It is also proposed by this Bill to re-insert in the recoupment tax legislation a provision removed by the previous Government which authorised the Commissioner of Taxation to report to this Parliament the names of persons who fail to meet their liability for vendors or promoters recoupment tax. The Commissioner is already required to provide in his annual report to Parliament details of breaches or evasions of the taxation laws and it is consistent with that duty that he be authorised, where he considers it appropriate, to report details of failure to pay recoupment tax.
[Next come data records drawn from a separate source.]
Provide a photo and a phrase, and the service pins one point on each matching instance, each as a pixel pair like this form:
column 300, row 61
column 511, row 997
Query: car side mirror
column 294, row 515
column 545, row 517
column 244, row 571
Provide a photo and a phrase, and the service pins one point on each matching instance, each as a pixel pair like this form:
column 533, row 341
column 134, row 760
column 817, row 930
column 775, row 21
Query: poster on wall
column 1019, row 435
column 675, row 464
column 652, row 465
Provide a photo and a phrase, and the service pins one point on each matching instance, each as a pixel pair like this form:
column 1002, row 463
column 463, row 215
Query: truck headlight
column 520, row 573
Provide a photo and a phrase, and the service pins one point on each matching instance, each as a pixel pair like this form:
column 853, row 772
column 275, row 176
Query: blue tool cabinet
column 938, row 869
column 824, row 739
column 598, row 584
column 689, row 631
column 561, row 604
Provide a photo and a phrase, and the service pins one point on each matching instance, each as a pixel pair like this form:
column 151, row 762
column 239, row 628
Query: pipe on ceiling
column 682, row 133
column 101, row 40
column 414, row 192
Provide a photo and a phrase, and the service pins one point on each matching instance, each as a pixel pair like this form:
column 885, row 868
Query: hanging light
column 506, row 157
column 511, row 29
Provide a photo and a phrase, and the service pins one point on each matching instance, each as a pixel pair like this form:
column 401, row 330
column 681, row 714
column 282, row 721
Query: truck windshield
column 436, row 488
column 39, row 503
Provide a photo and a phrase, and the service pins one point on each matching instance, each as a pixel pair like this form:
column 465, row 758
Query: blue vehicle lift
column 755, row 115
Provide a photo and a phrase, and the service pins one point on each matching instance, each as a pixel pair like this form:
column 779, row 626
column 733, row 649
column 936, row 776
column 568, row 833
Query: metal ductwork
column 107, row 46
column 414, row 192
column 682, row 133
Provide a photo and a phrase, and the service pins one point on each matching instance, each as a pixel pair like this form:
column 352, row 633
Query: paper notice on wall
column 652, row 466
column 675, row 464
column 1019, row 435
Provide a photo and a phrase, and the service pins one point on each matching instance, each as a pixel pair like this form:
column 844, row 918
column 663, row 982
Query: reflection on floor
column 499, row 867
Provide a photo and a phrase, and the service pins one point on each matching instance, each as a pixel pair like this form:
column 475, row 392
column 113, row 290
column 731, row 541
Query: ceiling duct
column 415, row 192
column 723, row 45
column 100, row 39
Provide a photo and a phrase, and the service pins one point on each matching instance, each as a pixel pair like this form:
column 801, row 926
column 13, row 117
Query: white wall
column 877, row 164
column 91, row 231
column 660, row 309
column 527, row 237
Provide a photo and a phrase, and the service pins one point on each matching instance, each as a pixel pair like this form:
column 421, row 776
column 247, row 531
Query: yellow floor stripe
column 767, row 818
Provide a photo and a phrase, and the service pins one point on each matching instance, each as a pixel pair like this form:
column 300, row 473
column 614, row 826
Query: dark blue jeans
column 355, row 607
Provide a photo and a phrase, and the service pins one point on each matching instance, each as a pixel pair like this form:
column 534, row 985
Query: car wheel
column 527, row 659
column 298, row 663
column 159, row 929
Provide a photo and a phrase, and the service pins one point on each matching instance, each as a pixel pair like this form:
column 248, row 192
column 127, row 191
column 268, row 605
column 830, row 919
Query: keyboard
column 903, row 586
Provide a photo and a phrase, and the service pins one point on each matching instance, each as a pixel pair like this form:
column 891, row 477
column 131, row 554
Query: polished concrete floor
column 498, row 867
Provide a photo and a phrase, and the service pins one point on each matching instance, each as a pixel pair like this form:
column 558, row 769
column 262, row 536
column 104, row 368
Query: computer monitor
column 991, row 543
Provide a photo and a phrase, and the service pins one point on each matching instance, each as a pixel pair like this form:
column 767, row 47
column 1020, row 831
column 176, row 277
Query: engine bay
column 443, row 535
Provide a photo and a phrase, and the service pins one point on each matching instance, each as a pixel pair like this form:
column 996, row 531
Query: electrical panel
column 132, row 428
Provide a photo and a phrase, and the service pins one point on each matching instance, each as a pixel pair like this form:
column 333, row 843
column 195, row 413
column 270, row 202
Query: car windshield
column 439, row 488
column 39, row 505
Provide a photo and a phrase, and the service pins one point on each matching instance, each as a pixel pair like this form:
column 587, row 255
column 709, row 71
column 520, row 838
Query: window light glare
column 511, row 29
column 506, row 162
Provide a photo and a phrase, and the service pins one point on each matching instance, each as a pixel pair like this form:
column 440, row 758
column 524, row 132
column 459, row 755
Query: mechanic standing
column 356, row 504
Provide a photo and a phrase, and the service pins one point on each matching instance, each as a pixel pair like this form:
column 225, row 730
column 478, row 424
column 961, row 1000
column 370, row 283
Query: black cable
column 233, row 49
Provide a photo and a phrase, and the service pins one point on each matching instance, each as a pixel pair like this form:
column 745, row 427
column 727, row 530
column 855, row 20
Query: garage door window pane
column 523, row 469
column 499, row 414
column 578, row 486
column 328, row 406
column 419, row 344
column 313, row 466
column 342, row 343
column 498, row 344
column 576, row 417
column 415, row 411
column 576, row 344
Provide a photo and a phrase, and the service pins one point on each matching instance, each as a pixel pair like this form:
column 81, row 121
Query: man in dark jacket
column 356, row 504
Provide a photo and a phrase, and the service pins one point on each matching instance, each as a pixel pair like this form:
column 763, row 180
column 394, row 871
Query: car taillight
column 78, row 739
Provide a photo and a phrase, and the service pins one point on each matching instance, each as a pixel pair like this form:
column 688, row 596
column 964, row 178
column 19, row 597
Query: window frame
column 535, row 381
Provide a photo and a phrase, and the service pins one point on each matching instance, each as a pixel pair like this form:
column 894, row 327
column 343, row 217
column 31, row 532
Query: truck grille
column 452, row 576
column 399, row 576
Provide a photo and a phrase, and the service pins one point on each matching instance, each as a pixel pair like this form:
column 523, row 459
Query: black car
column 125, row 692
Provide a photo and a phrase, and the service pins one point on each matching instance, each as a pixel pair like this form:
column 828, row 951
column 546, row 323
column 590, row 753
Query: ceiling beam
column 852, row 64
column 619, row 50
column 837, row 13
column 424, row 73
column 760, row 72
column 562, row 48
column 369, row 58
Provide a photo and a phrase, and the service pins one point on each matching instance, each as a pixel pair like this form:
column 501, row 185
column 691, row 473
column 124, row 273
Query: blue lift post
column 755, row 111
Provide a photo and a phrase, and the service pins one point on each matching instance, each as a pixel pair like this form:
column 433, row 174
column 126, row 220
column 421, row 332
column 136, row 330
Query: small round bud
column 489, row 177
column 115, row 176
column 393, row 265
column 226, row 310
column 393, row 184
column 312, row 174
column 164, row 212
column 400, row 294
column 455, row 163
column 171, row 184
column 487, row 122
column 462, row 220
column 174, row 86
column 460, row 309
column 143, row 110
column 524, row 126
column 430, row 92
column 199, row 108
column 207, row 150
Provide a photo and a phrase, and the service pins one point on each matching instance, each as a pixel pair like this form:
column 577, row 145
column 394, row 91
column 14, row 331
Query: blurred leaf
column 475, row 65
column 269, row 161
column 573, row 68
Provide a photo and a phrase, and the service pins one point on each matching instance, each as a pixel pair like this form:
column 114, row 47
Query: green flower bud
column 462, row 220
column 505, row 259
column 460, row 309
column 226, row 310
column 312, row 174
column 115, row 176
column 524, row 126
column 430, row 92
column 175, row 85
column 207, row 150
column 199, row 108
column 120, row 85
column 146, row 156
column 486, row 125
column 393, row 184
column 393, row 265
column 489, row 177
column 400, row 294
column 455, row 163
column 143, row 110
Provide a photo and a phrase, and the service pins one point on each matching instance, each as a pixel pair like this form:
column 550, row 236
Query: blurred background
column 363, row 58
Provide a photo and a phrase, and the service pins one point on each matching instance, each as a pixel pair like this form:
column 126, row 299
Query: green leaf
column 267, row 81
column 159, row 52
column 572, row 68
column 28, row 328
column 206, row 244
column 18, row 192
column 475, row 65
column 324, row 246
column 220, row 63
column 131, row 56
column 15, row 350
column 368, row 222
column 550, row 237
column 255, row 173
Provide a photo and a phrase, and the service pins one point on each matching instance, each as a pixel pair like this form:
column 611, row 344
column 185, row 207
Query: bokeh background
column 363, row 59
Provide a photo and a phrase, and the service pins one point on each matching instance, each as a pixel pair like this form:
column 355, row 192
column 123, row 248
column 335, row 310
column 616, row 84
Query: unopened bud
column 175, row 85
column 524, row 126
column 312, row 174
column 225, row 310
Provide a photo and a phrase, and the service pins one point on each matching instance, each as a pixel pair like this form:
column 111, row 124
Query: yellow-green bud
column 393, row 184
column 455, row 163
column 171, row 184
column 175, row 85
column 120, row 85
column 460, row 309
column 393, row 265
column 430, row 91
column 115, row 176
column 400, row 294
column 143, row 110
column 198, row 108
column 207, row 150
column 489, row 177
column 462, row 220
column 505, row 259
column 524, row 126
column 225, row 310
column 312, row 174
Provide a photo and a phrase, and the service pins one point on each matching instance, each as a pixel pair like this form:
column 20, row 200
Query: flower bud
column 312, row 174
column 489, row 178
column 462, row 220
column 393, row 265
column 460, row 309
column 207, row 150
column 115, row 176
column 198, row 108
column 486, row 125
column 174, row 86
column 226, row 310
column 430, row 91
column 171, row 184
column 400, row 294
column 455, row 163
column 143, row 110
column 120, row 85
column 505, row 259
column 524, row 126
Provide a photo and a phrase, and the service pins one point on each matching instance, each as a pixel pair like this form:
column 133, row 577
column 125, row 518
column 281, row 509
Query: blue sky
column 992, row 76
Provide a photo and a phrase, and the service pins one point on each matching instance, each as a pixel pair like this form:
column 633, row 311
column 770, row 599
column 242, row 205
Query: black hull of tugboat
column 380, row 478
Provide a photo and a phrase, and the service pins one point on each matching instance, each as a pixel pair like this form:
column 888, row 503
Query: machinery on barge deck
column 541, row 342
Finally, I explain an amendment I touched on earlier. An existing provision of the recoupment tax legislation that reflects the settled policy of the tax law in these matters seeks to ensure that persons liable for recoupment tax can contest the correctness of the underlying company assessment only through the established objection and appeal procedures against the company assessment itself. For this purpose it provides that a certificate specifying the amount of a company's liability to company tax is to be conclusive evidence except in an appeal concerning the assessment of the company. Some technical deficiencies in the provision were to be corrected by the Bill that was defeated earlier in the year and the Government has, with an eye to a particular constitutional question , now decided to make some other amendments as well. Honourable members will know that the recoupment tax legislation has been under constitutional challenge on a number of grounds. One of them concerns the evidentiary provision and reflects a legal argument that the Commonwealth cannot validly levy a tax that is uncontestable. It is said that there are circumstances where a certificate that is conclusive evidence would render the tax uncontestable. Obviously it cannot be predicted what decision the High Court will reach on the particular point but the Government has concluded that it should solve the difficulty by legislating so that the certificate represents only prima facie evidence, with the result that the matters that are the subject of it will therefore clearly not be uncontestable. In providing to that effect, the Bill also proposes that such a certificate would, in appropriate circumstances, represent conclusive evidence if a provision in the Bill that re-instates its conclusive nature were to be proclaimed. A decision on whether to make the proclamation, and thus have the provision revert to the conclusive evidence form that is reflective of settled policy, will be made in the light of any High Court decision on the underlying constitutional point.

The revenue implications of these amendments in the context of the Budget are significant. The measures contained in the Bill are estimated to yield $270m in total and $60m in 1983-84. They should be given the approval of the Parliament. As usual with amendments of the taxation laws, an explanatory memorandum giving details of the amendments contained in the Bill is being circulated to honourable members. It will be clear that while the Government stands by the principles of the Bill as originally introduced, it has nevertheless been prepared to modify its stance to meet all reasonable criticisms of the original measures. In that light, I commend the Bill to the House.

Debate (on motion by Mr Sinclair) adjourned.